SSE1 implies MMX, so yes supporting x86-64 guarantees MMX (because SSE2 is baseline for x86-64).
They alias the 80-bit x87 regs, not the general-purpose integer registers! Long mode doesn't change anything about how MMX works.
All modern CPUs are 64-bit capable and thus have MMX available in all modes. Even 32-bit only embedded AMD Geode CPUs have MMX (but not SSE).
It's pretty rare that MMX is worth using when you have 16x XMM regs + 16x 64-bit GP regs. Store/reload is not terrible, especially if the reload can use a memory source operand.
Extra ALU uops to move data to/from MMX regs is usually not worth it vs. store/reload. Reload can often be micro-fused as a memory source operand, and the ALU execution port pressure can easily be a problem.
If you were doing something special with cache disabled then sure, but normally store-forwarding makes store/reload efficient if you can keep it off the critical path. (It does have ~5 cycle latency).
If you do want to move data between XMM and GP regs, though, typically movd / movq or pinsrd / pextrd are a good choice, not store/reload. I'm saying that a spill/reload of a GP or XMM reg in an outer loop is usually better than 2x movq or movq2dq xmm0, mm0.
In fact on Skylake, one movq2dq costs 2 uops. Same for movdq2q. (movq to/from GP regs is still only 1 uop, though, with the same port 0 or port 5 limitation as transfers between XMM and GP regs).
Plus, using MMX in a function costs you an emms instruction at the end of it (or before any function call if you want to be ABI compliant). The MMX regs are all call-clobbered in normal calling conventions (and in fact the FPU has to be in x87 state instead of MMX state).
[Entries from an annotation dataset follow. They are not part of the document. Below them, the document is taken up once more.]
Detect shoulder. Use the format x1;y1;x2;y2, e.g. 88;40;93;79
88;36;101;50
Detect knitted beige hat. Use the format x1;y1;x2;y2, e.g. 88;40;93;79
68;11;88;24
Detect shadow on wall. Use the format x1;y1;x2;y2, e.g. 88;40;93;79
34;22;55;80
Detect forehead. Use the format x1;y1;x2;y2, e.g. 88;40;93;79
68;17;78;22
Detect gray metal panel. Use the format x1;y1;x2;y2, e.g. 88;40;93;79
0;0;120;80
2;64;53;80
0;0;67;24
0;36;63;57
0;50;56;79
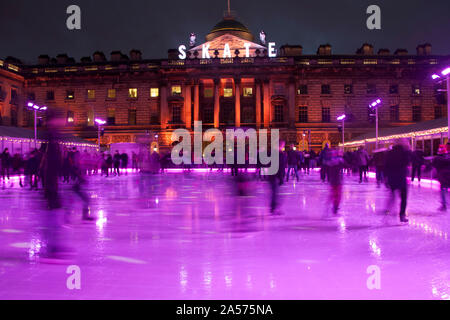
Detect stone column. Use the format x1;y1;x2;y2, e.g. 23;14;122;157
214;79;220;128
184;83;192;129
255;81;261;129
234;79;241;128
263;80;271;129
288;79;296;128
160;83;169;130
194;81;200;121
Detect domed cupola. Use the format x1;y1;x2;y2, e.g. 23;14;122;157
206;15;254;42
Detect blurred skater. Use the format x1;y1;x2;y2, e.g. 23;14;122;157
433;143;450;211
385;140;411;222
327;149;344;216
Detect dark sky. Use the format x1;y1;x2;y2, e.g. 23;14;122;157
0;0;450;63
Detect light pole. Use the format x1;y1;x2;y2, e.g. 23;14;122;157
337;114;347;151
369;99;381;149
431;67;450;141
27;102;47;149
95;119;106;151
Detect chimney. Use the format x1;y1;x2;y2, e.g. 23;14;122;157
130;49;142;61
81;57;92;63
423;43;432;56
280;44;303;57
56;53;69;64
93;51;106;62
394;49;408;56
356;43;373;56
317;44;331;56
38;54;50;65
111;51;122;61
378;49;391;56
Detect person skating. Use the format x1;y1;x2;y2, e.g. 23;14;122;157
356;146;369;183
385;140;411;222
411;149;425;183
373;149;387;188
327;150;344;216
432;143;450;211
113;151;121;177
286;145;300;182
268;141;287;215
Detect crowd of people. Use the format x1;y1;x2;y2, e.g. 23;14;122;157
0;116;450;257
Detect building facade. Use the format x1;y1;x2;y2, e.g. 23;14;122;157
0;16;450;150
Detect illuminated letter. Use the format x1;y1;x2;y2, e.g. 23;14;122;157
66;5;81;30
367;5;381;30
223;43;231;59
171;129;192;166
202;44;211;59
66;266;81;290
203;129;223;165
244;42;251;58
367;266;381;290
178;44;186;60
269;42;277;58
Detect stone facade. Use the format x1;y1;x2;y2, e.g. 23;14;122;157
0;19;450;149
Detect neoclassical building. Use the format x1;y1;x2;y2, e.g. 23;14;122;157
0;15;450;150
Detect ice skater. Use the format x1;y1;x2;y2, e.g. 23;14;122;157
268;141;287;215
327;149;344;216
433;143;450;212
385;139;411;222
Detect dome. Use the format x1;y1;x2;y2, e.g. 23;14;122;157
206;17;254;41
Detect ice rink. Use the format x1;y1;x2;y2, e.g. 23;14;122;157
0;173;450;300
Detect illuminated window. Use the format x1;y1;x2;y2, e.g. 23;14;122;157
150;88;159;98
390;105;400;122
88;108;95;127
88;89;95;100
297;84;308;95
244;88;253;97
67;111;75;125
128;109;137;126
322;107;331;123
344;84;353;94
274;106;284;123
321;84;331;94
413;106;422;122
107;108;116;126
47;91;55;101
203;88;214;98
172;106;181;123
128;88;137;99
367;83;377;94
223;88;233;98
434;106;444;119
108;89;116;99
389;84;398;94
412;85;421;96
298;106;308;123
172;86;181;96
66;90;75;100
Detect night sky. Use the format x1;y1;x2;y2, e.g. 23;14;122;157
0;0;450;63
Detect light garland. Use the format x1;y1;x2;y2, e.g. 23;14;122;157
339;127;448;147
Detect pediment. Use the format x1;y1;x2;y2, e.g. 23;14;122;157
189;34;267;57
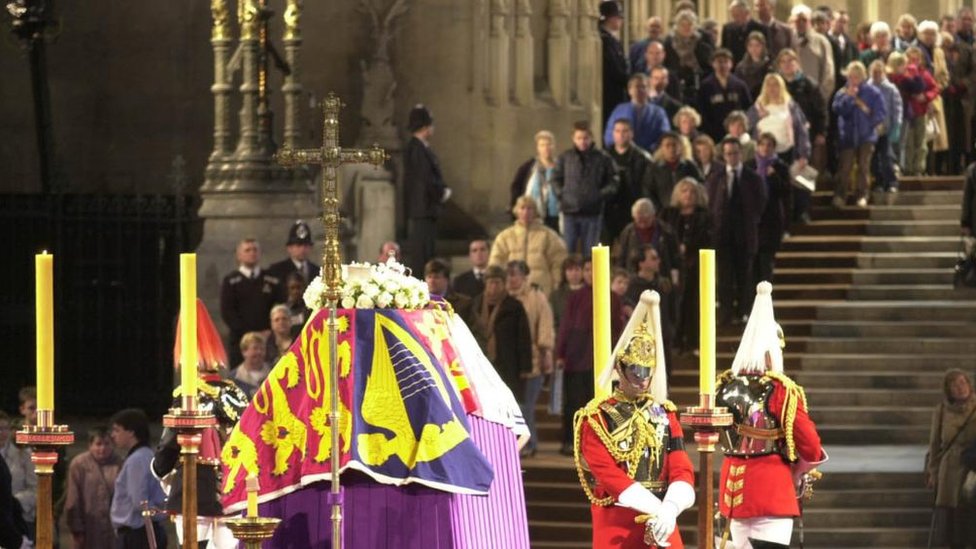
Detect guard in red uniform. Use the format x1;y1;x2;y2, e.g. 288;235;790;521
574;292;695;549
715;282;827;549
MMX is definitely not as efficient as XMM on modern CPUs. Actually using it for anything other than storage is usually worse than SSE2 (with movq loads/stores and ignoring the high bytes of XMM regs, if you want to work in 64-bit chunks).
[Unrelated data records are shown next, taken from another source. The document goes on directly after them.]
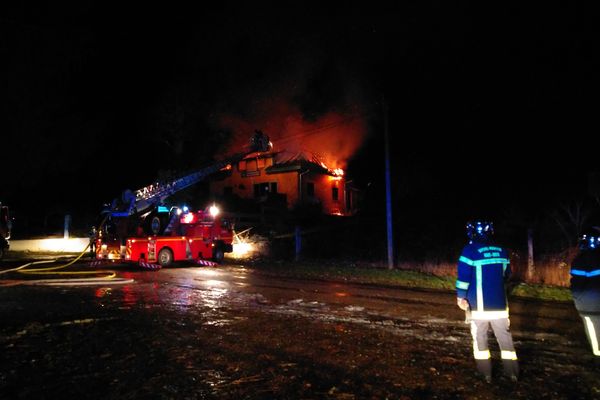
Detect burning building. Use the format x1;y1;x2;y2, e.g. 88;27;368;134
209;151;358;215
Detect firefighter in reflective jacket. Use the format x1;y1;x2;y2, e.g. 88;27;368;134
571;232;600;363
456;221;519;382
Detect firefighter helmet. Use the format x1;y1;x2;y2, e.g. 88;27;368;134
579;230;600;250
467;220;494;241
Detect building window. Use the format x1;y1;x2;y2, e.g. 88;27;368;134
254;182;269;198
246;158;258;171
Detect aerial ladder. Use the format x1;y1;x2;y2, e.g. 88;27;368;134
95;131;272;265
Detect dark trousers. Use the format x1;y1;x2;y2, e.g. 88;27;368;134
471;318;519;376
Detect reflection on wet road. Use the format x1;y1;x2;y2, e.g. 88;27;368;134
0;265;598;399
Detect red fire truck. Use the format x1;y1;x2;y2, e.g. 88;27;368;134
96;205;233;266
95;131;272;266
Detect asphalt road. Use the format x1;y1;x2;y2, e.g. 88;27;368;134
0;260;600;399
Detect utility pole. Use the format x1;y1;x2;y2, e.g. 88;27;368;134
527;228;535;279
383;98;394;269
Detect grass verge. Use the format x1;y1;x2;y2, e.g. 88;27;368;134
246;260;572;301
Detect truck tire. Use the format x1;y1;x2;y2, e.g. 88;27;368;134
157;248;173;267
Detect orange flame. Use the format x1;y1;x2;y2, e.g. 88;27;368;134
220;100;367;170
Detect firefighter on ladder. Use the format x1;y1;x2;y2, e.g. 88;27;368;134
456;221;519;383
571;227;600;365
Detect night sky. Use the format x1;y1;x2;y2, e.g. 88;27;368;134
0;1;600;247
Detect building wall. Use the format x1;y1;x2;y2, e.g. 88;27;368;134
210;167;298;208
302;172;346;215
210;158;347;215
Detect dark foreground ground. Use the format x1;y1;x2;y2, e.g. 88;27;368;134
0;262;600;399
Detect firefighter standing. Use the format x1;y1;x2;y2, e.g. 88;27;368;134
88;226;97;258
456;221;519;382
571;232;600;363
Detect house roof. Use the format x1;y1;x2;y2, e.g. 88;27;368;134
266;150;331;175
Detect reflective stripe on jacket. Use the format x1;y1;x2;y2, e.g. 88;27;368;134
456;242;510;319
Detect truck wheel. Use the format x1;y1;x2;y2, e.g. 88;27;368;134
213;247;225;264
158;249;173;267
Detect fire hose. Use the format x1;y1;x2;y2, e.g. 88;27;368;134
0;218;134;286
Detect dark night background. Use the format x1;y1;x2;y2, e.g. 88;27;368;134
0;1;599;260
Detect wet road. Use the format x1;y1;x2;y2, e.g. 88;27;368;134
0;258;600;399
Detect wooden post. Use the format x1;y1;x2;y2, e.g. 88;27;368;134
63;214;71;239
294;226;302;261
383;99;394;269
527;228;535;279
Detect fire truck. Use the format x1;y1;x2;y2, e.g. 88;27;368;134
94;131;272;266
0;202;11;259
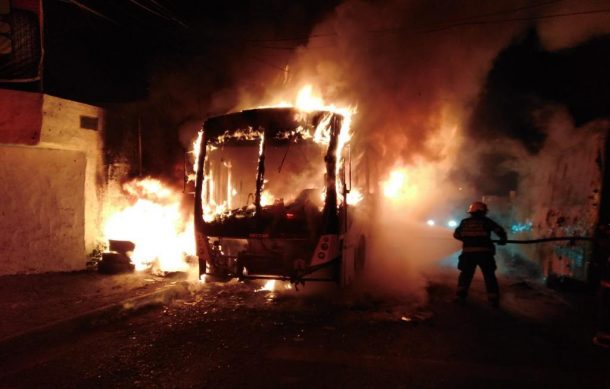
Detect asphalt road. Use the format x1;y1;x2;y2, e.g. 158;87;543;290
0;274;610;388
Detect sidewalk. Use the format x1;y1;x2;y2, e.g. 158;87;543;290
0;271;188;344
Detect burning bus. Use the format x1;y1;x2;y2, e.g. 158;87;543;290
194;108;372;285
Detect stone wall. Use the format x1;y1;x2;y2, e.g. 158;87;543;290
0;90;105;275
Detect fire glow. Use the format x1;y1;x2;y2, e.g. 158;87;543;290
104;178;195;272
191;85;363;222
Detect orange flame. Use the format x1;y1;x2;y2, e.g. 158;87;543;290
104;178;195;272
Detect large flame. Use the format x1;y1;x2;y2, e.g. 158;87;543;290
104;178;195;272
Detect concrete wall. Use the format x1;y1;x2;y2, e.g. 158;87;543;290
0;90;105;275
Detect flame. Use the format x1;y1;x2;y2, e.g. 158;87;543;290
261;190;275;207
104;178;195;272
347;188;364;205
382;167;426;202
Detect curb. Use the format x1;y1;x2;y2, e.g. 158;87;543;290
0;282;190;354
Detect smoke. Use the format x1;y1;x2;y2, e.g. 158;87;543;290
137;0;610;294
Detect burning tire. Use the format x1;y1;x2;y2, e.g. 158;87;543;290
97;253;135;274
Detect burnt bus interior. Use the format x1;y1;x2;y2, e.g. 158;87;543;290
195;108;348;281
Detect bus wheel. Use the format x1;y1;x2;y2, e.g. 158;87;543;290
354;235;366;275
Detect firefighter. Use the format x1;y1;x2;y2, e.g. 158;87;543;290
453;201;506;307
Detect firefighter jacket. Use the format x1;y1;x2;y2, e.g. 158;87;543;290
453;214;506;255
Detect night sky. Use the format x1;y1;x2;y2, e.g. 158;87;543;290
35;0;610;194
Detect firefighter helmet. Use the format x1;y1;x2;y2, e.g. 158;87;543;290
467;201;487;214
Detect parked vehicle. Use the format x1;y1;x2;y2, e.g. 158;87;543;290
194;108;373;285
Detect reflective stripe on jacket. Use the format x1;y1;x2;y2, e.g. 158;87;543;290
453;215;506;254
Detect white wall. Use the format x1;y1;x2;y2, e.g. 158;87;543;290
0;91;105;275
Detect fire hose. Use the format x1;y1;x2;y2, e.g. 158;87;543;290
491;236;594;244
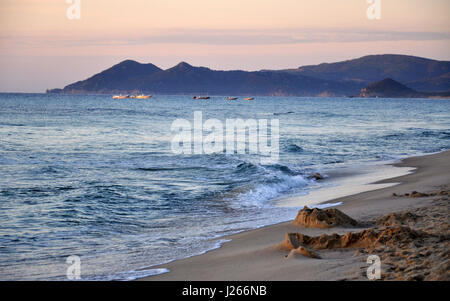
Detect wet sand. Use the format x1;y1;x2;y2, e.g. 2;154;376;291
140;151;450;281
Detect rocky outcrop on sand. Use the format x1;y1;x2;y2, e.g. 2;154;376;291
280;227;423;250
294;206;358;228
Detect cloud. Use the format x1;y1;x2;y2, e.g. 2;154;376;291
0;28;450;47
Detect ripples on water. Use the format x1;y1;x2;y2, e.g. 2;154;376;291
0;94;450;280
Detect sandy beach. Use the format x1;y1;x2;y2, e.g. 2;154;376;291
140;151;450;281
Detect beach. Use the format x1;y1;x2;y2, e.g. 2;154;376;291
140;151;450;281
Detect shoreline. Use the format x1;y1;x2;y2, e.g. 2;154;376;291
137;150;450;281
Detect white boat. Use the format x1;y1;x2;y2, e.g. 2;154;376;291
136;94;152;99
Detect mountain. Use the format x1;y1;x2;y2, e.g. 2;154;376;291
48;55;450;96
285;54;450;92
359;78;450;98
48;61;357;96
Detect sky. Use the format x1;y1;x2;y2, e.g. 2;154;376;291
0;0;450;92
For example, on Intel/AMD CPUs with mov-elimination for movaps xmm,xmm, MMX register-copy with movq xmm1, xmm0 still costs an ALU uop and still has 1 cycle of latency. (Both still cost a uop for the front-end; mov-elimination only removes the latency and back-end cost other than the ROB entry.)
Also, Skylake has better throughput for the XMM version of some instructions than for the MMX version. e.g. paddb/w/d/q mm,mm runs on p05, but paddb/w/d/q xmm,xmm runs on p015. Many other operations, like pavg*, pmadd*, and shifts, can run on p01 for XMM regs, but only port 0 for MMX regs. (https://agner.org/optimize/)
So like x87 FPU, it's still supported for legacy code, but it has fewer execution units that support it. It's not terrible yet, so software like x264 and FFmpeg that still have significant amounts of MMX code for stuff that natural works in 64-bit chunks don't suffer too badly.
128-bit AVX versions of integer instructions would probably be the best bet in many cases to avoid register-copy mov instructions.